City Manager Alvin Jackson said he was not sure why the details were not included. “We’ve always gotten donations but we’re trying to actually do it the right way,” he said, citing the budget-amendment process. But he said that sort of gift is common throughout Florida, and permissible, as long as it does not benefit employees individually. “We have a gift policy that staff cannot receive gifts from any vendor or anyone doing business with the city, basically it’s right in line with Florida statute,” Jackson said. “But cities and counties solicit donations and sponsorships for events, that is not prohibited.”
He said there is no distinction when it comes to soliciting from companies already doing business with the city, or possibly having to submit bids again in hopes of retaining business with the city. “Basically they’re donating toward a citiwide function where everybody is going to benefit. That’s not inappropriate, you’ll see every city and county does,” Jackson said.
City Attorney Wade Vose said likewise. “This is entirely permissible. It would nt appropriate if there were a quid pro quo, to use a national buzz word nowadays,” Vose said, “but there’s been no suggestion that that’s the case here.”
Corporate sponsorships of local events organized in part by local governments happen, but direct gifts by companies on contract with local governments are rare. No such “budget transfers” have appeared on county government’s agendas in recent years, nor on those of Palm Coast or the school board. Waste Pro, the garbage hauler, last April provided free Cracker Barrel lunches to 400 Palm Coast city employees. It was an unusual three-day event the company termed a thank you to company workers, though it also drew questions with the city’s own policy of forbidding employees to accept gifts–a policy that, when violated by a few employees at the city’s building department just months earlier, led to suspensions and resignations.
A Bunnell policy addresses gifts and conflicts of interests: “Awarded contractors and city employees shall agree they will not engage in any action that would create a conflict of interest in the performance of their obligation with the city or would violate or cause others to violate the provisions [state law], Ch. 112, Pt. 3, relating to ethics in government.”
The policy addresses kickbacks, then gifts: “When dealing with vendors who can supply the city with goods or services, the acceptance of gifts at any time is prohibited. Employees must not become obligated to any suppliers or vendors and shall not conclude any city transaction from which they may personally benefit. No employee of the city shall obligate the city whereby said employee may derive income or benefits other than those provided as remuneration from the city for their employment.”
Vose said the policy is clearly addressing gifts between contractors and employees individually, not between contractors and the city as a whole.
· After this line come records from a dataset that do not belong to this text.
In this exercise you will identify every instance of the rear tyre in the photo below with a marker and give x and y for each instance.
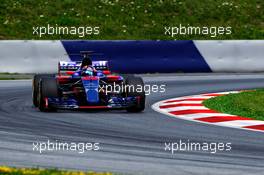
(141, 97)
(48, 88)
(35, 87)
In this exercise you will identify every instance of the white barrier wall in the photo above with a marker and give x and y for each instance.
(31, 56)
(233, 56)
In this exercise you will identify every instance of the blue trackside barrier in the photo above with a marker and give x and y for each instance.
(142, 56)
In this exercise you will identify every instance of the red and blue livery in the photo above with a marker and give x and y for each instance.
(87, 87)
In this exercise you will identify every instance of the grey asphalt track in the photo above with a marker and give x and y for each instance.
(129, 143)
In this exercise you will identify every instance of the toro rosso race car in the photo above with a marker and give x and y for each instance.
(87, 85)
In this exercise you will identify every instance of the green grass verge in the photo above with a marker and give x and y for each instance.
(25, 171)
(132, 19)
(247, 104)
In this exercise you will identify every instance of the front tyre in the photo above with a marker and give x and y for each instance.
(139, 106)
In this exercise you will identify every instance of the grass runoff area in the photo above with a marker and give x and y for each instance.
(132, 19)
(24, 171)
(247, 104)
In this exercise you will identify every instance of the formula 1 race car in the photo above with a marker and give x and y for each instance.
(75, 87)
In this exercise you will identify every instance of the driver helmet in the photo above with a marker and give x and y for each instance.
(86, 62)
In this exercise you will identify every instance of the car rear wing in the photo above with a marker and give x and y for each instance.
(66, 66)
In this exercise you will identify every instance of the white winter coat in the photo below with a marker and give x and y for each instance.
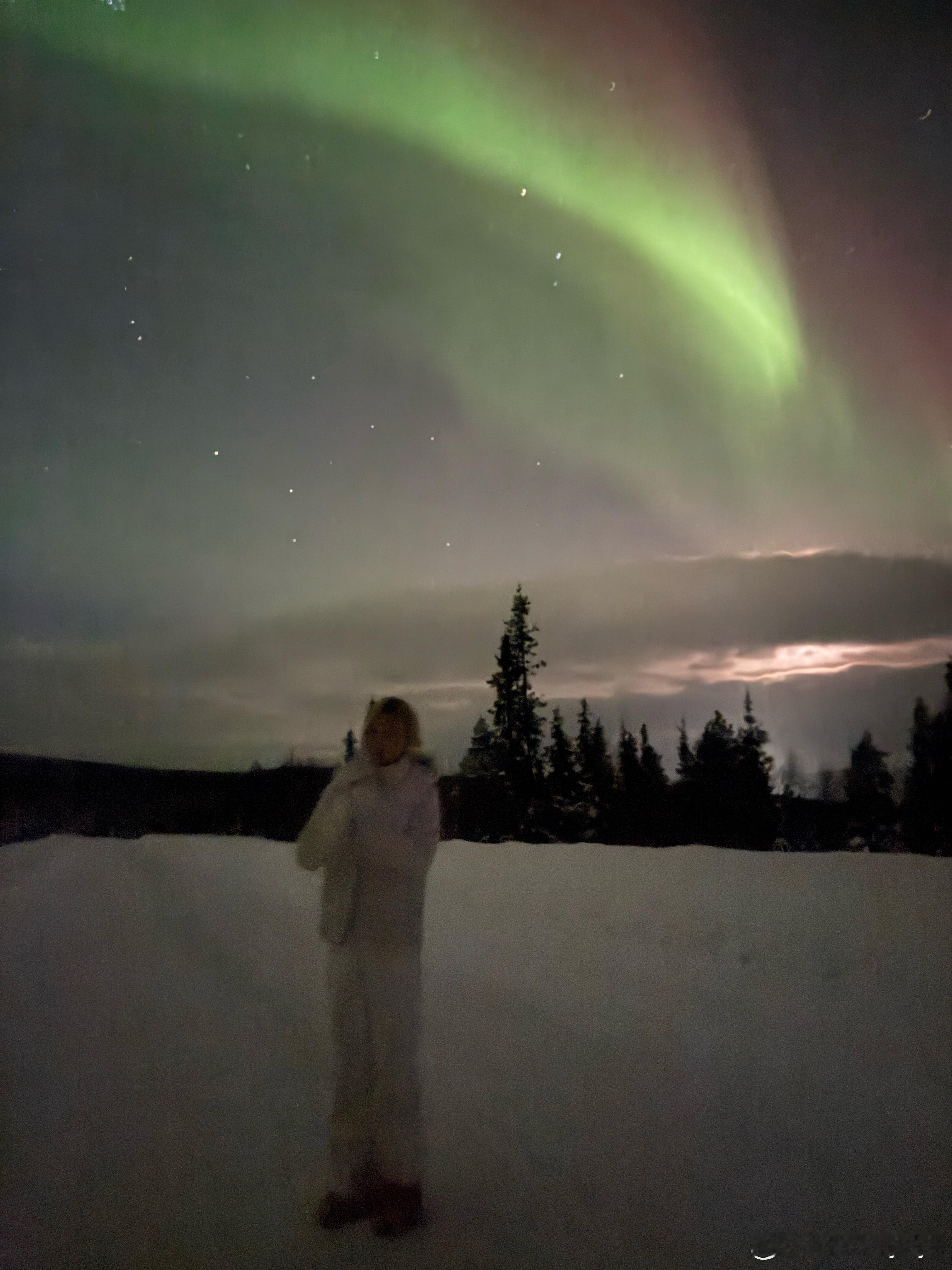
(375, 831)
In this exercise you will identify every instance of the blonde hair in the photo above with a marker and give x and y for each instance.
(402, 710)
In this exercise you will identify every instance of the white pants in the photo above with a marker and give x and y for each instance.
(375, 1010)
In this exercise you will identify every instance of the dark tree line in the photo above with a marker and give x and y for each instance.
(574, 789)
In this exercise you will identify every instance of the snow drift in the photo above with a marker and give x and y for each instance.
(631, 1057)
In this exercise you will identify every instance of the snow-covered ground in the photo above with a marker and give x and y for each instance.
(631, 1057)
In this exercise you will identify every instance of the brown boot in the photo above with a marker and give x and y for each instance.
(399, 1210)
(339, 1210)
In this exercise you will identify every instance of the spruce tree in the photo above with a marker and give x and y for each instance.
(629, 773)
(655, 779)
(755, 813)
(602, 769)
(869, 788)
(583, 751)
(559, 756)
(630, 788)
(516, 713)
(479, 759)
(927, 806)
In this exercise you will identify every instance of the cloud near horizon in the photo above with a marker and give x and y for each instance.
(662, 628)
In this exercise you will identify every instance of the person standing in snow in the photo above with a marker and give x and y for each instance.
(375, 831)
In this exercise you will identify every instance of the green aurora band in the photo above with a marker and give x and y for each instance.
(449, 84)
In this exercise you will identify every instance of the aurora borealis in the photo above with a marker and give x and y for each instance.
(310, 309)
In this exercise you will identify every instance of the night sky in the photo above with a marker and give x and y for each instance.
(327, 324)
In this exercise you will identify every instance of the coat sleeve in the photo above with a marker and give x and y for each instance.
(412, 851)
(326, 835)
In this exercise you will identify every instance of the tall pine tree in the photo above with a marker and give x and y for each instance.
(516, 712)
(479, 759)
(869, 789)
(562, 778)
(756, 816)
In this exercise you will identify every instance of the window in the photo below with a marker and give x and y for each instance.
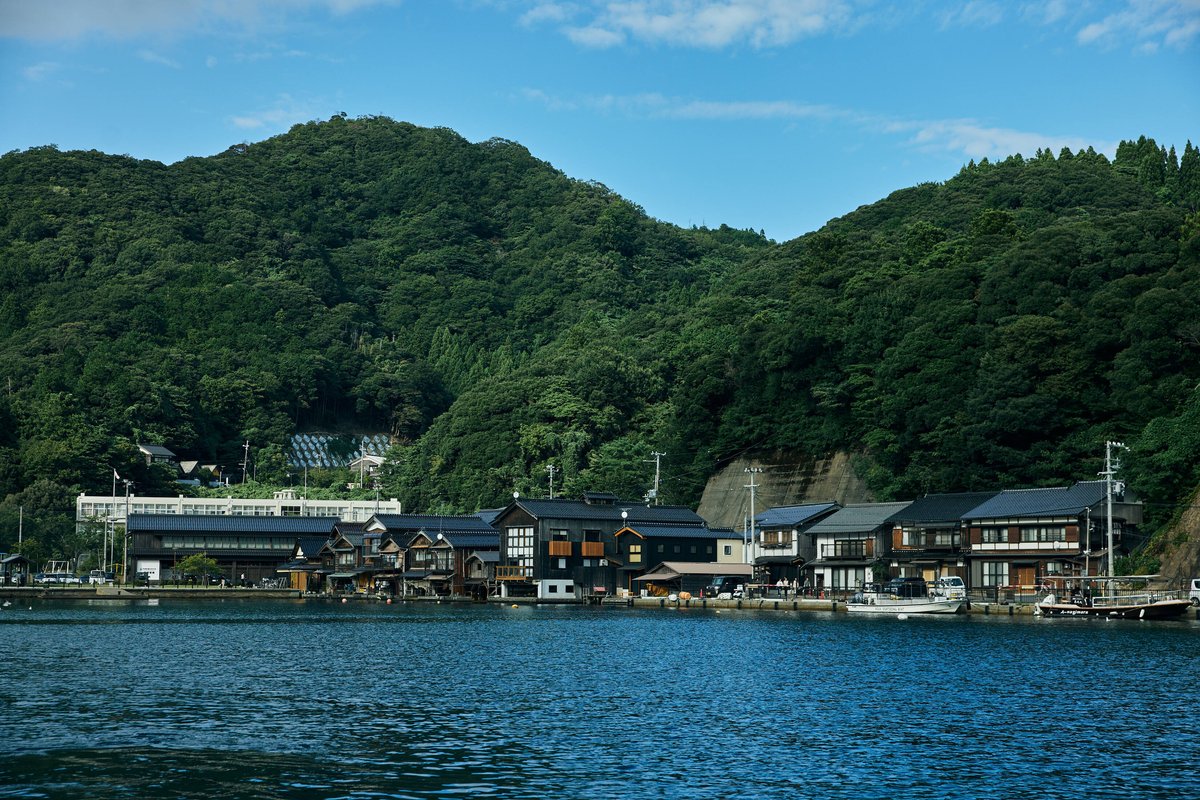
(1043, 533)
(519, 545)
(995, 535)
(995, 573)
Three city commissioners asked about the gift were not aware of it before this evening’s city commission meeting. They had seen the agenda, and one of them had seen the reference to a $1,750 gift, but none of the three were aware of who was making the gifts.
Bunnell has been hosting a Christmas event every December for the past few years, and in 2013, under then-manager Larry Williams, budgeted for festivities that included bringing in artificial snow. The event was quite popular. This year the city had budgeted $7,500 for the DEc. 13 Christmas in Bunnell event. The city commission pared down the budget to $6,000, and asked the administration to reduce that cost to the city as much as possible through private donations. That’s where the engineering firms’ donations came in. It’s not clear to what extent the city solicited them.